H.R. 1, which was signed into law on December 22, 2017, modifies the Internal Revenue Code of 1986, as amended (the “Code”). One change is to reduce the maximum federal corporate income tax rate from 35% to 21% for tax years beginning after December 31, 2017. Other changes impact certain tax-exempt bonds and loans (“Obligations”). This alert will address one of the potential surprises in H.R. 1 for issuers, conduit borrowers and lenders with respect to Obligations that were privately placed with a bank or other financial institution(s).
Under certain circumstances, a change in the lender’s maximum federal corporate income tax rate (“Corporate Tax Rate”) may result in a change in the interest rate per annum on privately placed Obligations. This change may result in such Obligations being deemed reissued for purposes of the Code. A failure to address a reissuance may jeopardize the tax-exempt status of the applicable Obligations.
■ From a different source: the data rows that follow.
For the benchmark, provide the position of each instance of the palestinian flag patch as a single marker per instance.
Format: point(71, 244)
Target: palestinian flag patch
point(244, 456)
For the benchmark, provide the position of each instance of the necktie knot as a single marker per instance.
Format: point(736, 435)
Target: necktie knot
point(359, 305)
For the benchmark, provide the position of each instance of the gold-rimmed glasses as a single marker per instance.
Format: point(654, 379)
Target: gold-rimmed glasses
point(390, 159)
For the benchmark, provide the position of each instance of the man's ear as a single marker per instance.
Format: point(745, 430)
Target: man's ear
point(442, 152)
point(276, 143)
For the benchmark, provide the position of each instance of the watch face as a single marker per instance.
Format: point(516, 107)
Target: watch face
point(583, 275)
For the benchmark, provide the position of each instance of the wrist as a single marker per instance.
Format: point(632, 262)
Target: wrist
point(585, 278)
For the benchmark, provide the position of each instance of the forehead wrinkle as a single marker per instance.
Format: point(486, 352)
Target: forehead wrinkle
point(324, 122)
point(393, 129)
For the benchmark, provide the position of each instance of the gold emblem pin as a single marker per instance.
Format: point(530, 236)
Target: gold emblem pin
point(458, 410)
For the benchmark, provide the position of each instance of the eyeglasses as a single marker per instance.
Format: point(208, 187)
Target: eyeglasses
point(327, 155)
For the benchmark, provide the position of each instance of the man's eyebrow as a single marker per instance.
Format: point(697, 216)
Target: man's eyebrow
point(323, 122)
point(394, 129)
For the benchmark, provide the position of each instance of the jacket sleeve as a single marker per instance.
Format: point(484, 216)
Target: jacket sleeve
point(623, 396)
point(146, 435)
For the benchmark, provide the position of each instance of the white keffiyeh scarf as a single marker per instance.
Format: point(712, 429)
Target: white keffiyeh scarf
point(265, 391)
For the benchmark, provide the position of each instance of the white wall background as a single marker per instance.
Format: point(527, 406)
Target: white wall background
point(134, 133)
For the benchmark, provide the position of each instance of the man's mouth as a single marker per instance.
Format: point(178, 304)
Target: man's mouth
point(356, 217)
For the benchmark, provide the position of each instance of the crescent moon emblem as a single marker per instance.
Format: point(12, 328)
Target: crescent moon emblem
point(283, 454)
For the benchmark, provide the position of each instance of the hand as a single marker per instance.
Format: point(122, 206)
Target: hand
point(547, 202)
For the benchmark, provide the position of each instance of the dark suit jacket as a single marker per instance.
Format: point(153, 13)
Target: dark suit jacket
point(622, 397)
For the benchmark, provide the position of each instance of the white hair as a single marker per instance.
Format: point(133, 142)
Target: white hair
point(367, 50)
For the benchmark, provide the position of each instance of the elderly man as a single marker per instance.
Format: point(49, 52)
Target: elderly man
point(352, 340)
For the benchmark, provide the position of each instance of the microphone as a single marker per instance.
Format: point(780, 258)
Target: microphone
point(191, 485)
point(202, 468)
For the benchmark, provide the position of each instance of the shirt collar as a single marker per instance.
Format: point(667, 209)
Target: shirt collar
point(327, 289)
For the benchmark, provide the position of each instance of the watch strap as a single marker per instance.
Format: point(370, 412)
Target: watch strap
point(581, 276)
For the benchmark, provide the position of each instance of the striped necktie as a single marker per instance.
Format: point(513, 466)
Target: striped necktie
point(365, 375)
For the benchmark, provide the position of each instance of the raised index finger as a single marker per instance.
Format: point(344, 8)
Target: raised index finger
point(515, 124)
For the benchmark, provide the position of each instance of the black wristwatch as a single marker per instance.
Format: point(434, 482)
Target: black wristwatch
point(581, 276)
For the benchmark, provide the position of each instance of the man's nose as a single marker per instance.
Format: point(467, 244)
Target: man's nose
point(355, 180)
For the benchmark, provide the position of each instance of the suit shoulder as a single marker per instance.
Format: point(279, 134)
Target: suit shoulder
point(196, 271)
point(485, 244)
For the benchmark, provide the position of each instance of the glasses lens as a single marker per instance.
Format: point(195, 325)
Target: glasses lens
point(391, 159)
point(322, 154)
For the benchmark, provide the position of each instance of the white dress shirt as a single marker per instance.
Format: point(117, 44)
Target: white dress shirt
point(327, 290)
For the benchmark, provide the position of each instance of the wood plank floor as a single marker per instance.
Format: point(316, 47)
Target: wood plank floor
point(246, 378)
The provisions of the pertinent financing documents will determine whether the recent reduction in the Corporate Tax Rate triggers an interest rate change on privately placed Obligations. Generally, a change in yield that is greater than 25 basis points can cause a reissuance of the applicable Obligations pursuant to Section 1001 of the Code if:
- the change is not automatic and based on a formula set forth in the financing documents; or
- a rate adjustment provision in the financing documents is waived by the lender; or
- a different interest rate than the one determined by the express terms of the financing documents is negotiated by the parties.
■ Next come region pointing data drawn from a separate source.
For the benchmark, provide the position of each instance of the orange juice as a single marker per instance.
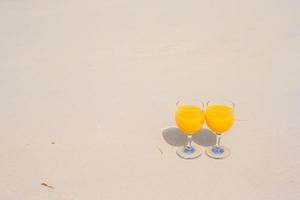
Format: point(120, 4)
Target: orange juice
point(189, 118)
point(219, 118)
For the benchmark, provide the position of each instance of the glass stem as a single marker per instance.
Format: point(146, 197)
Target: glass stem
point(189, 139)
point(218, 140)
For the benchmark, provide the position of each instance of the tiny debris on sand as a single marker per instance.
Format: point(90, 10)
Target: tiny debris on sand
point(46, 185)
point(159, 149)
point(242, 120)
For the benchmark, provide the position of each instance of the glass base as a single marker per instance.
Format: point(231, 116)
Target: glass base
point(219, 152)
point(189, 152)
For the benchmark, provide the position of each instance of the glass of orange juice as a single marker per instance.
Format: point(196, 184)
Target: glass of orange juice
point(190, 117)
point(219, 117)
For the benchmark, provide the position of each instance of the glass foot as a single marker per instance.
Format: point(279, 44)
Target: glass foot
point(189, 152)
point(219, 152)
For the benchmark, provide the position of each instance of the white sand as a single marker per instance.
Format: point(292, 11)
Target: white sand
point(101, 78)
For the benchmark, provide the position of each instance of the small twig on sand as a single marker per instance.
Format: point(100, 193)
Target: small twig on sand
point(242, 120)
point(159, 149)
point(46, 185)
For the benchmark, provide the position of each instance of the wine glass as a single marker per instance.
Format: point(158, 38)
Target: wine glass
point(190, 117)
point(219, 117)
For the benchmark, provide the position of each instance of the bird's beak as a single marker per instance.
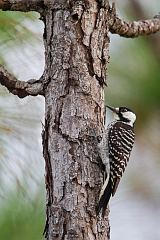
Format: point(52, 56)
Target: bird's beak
point(113, 109)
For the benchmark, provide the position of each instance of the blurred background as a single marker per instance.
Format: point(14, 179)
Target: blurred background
point(133, 81)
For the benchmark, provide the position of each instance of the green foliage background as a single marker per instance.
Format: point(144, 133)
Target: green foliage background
point(133, 78)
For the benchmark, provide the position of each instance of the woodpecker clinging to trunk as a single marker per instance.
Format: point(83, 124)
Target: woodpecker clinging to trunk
point(117, 142)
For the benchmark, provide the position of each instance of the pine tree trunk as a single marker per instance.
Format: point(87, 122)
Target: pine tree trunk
point(76, 50)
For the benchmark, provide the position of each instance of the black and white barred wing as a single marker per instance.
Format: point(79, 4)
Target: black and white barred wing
point(121, 140)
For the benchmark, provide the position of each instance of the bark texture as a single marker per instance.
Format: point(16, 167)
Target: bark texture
point(76, 43)
point(76, 51)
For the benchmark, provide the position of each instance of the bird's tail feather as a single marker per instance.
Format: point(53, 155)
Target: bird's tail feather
point(104, 199)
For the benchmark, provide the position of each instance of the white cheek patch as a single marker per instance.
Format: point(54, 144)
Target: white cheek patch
point(130, 116)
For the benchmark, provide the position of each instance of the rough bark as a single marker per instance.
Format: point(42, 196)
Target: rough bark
point(76, 52)
point(76, 45)
point(22, 89)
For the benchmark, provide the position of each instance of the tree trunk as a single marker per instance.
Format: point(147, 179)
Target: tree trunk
point(76, 50)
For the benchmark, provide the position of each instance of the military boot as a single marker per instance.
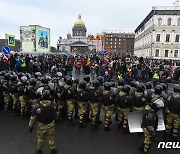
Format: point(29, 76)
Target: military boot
point(39, 152)
point(54, 151)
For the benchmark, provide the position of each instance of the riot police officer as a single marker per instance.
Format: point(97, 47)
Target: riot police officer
point(14, 94)
point(108, 105)
point(82, 99)
point(70, 95)
point(45, 113)
point(2, 104)
point(6, 87)
point(95, 94)
point(149, 125)
point(139, 98)
point(173, 113)
point(124, 105)
point(22, 90)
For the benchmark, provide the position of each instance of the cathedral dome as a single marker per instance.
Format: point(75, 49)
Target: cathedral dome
point(79, 21)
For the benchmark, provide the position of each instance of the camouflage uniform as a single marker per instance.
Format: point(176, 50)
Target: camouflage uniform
point(70, 95)
point(82, 99)
point(173, 115)
point(22, 90)
point(45, 113)
point(7, 95)
point(108, 107)
point(149, 125)
point(124, 105)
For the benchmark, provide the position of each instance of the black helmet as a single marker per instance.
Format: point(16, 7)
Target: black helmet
point(37, 75)
point(59, 89)
point(58, 74)
point(69, 81)
point(121, 82)
point(148, 85)
point(82, 84)
point(2, 73)
point(158, 89)
point(100, 79)
point(176, 88)
point(66, 77)
point(95, 83)
point(46, 92)
point(164, 87)
point(112, 84)
point(33, 81)
point(107, 86)
point(7, 76)
point(76, 81)
point(140, 87)
point(20, 74)
point(28, 75)
point(126, 88)
point(48, 78)
point(14, 78)
point(24, 79)
point(133, 84)
point(87, 78)
point(43, 79)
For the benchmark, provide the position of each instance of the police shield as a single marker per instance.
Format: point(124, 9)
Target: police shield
point(135, 121)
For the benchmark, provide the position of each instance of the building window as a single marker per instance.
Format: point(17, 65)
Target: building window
point(176, 53)
point(159, 21)
point(166, 53)
point(158, 37)
point(169, 21)
point(178, 23)
point(177, 38)
point(167, 37)
point(157, 53)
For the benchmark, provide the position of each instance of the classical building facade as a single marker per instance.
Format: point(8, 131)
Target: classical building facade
point(158, 35)
point(78, 41)
point(120, 41)
point(34, 38)
point(3, 42)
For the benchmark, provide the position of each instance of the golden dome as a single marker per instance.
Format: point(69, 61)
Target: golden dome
point(79, 21)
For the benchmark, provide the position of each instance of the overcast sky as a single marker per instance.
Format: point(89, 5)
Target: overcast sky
point(60, 15)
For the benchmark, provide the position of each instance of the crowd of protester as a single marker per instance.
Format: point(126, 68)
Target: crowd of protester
point(141, 69)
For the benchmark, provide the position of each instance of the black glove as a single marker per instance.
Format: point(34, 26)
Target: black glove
point(31, 129)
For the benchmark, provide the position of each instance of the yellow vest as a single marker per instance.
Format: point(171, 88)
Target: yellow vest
point(120, 76)
point(155, 76)
point(129, 70)
point(23, 64)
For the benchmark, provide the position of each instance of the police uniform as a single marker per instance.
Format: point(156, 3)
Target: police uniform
point(139, 98)
point(108, 105)
point(5, 86)
point(22, 90)
point(124, 105)
point(149, 125)
point(45, 113)
point(173, 113)
point(95, 93)
point(60, 100)
point(14, 94)
point(82, 99)
point(2, 104)
point(70, 95)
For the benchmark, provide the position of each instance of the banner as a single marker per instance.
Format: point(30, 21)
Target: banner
point(11, 40)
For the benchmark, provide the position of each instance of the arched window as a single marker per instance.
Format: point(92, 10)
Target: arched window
point(169, 21)
point(178, 22)
point(159, 21)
Corporate income tax rate adjustment provisions can vary from one issue of Obligations to another, and may be automatic, discretionary, formula based or non-formula based, requiring careful review of the applicable financing documents. Issuers, conduit borrowers and lenders should work with counsel to determine if an interest rate adjustment has been, or will be, triggered with respect to privately placed Obligations as a result of the recent reduction in the Corporate Tax Rate and if a reissuance concern exists.